Drug used in NIH-supported trial shows benefit in children with previously treated cancers
Young patients with some types of advanced cancer, for whom standard treatment had failed, had their tumors disappear during treatment with a drug that both targets and blocks a protein associated with their disease. These findings are from a Phase I, multicenter trial, led by investigators from the Children's Oncology Group (COG), and supported by the National Cancer Institute (NCI), part of the National Institutes of Health.
Encouraging results, with few side effects, were found in children and adolescents, particularly those with anaplastic large cell lymphoma (ALCL), a type of blood cancer, and neuroblastoma, a nerve cancer arising most often in the adrenal gland and chest, according the research. Results of the Phase I trial were released May 16, 2012, by the American Society of Clinical Oncology (ASCO). The study will be presented at the ASCO 2012 meeting in Chicago on June 2, 2012.
“There is a major opportunity to personalize therapy for children with neuroblastoma and anaplastic large cell lymphoma by providing a relatively non-toxic drug that may allow us to lower the doses of conventional chemotherapy in the very near future,” said Yael P. Mosse, M.D., the COG study chair and an assistant professor of pediatrics at The Children's Hospital of Philadelphia.

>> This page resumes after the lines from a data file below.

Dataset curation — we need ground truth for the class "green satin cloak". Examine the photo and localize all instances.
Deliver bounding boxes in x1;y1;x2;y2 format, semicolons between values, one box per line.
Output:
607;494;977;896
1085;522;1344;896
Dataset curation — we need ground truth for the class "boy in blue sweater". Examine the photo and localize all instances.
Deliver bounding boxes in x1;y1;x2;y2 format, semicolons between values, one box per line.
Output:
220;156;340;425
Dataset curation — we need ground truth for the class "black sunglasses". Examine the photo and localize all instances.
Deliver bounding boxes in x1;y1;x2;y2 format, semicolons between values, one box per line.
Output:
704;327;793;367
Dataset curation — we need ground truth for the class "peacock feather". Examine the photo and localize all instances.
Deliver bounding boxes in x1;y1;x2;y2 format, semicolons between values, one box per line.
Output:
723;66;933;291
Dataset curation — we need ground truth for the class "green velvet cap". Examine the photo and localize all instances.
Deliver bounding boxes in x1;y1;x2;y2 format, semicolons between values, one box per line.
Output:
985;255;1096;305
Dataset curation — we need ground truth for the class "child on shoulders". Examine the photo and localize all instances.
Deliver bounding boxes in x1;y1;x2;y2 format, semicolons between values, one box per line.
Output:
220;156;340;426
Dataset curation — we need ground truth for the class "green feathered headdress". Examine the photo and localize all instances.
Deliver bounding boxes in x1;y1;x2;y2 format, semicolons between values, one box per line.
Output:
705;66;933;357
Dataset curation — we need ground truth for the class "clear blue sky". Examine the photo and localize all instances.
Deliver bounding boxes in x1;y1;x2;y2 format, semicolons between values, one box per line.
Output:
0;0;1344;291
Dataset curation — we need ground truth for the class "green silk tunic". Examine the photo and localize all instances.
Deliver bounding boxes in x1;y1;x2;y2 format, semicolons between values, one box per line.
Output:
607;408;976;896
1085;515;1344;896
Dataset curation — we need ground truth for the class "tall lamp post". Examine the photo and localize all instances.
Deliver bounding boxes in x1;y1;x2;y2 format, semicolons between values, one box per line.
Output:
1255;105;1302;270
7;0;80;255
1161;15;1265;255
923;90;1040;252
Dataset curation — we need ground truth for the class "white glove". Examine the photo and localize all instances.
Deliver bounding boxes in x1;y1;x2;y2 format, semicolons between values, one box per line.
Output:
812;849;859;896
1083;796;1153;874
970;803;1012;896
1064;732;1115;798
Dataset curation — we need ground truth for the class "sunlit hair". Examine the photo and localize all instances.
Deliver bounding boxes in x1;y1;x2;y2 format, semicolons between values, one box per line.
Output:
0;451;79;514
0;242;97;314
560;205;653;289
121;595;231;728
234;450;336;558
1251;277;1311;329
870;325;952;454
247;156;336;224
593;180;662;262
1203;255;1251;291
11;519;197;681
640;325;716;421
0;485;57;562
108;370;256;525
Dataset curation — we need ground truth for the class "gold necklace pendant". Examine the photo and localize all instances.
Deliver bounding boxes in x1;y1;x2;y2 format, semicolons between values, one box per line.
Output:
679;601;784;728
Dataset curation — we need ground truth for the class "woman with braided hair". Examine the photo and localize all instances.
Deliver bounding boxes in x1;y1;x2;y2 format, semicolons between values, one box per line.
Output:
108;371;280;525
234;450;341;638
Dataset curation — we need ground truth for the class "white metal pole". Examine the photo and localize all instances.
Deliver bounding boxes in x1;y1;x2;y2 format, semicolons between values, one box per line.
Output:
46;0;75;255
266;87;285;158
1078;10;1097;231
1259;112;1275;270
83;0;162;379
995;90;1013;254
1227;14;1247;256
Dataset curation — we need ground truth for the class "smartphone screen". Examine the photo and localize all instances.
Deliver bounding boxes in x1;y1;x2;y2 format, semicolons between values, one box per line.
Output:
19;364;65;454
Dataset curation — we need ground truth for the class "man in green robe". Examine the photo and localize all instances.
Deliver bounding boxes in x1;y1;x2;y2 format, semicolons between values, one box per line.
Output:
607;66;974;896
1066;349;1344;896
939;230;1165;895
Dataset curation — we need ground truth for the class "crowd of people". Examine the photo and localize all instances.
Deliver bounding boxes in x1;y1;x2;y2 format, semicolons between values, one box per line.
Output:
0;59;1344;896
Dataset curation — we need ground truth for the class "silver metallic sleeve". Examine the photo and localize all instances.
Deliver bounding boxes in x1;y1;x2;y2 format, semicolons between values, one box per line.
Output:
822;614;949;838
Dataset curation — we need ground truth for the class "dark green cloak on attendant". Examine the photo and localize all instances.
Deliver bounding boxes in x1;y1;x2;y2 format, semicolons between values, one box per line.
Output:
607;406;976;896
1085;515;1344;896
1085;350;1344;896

This COG Phase 1 trial included 70 participants, whose average age was 10 years (the patients ranged from 1 to 21 years of age). At admission, tumor tissue was tested for the presence of ALK gene alterations.
The COG investigators started the trial by providing dosages of crizotinib to their patients that were lower than those used in adults with NSCLC. The children and adolescents in this trial took crizotinib by mouth twice a day for 28 days and were allowed to continue the drug longer if their disease did not progress and if there were no signs of unacceptable toxicity. The investigators were able to safely increase the crizotinib dose through six dose levels with minimal toxicity, to a dose that exceeds that used in adults.
The researchers monitored study participants for changes in their tumor size. Among the eight patients with ALCL enrolled, seven showed complete responses, i.e., complete disappearance of their tumor. Of the 27 patients with neuroblastoma, three have had complete responses (two are known to have an ALK mutation) and seven have had no disease progression. These patients have remained on therapy between nine months to more than two years without progression. Seven patients with inflammatory myofibroblastic tumor, which is a rare form of sarcoma that commonly has ALK gene alterations, remain on therapy, with the majority showing benefit.
“The remarkable aspects of this trial are the number of complete responses observed among these children and adolescents and how well the treatment was tolerated,” said Malcolm Smith, M.D., program director, NCI, for the COG Phase 1 Consortium. “Learning how to best use crizotinib in newly diagnosed patients whose tumors have ALK gene alterations is now a high priority, as this could lead to improved survival for these patients.”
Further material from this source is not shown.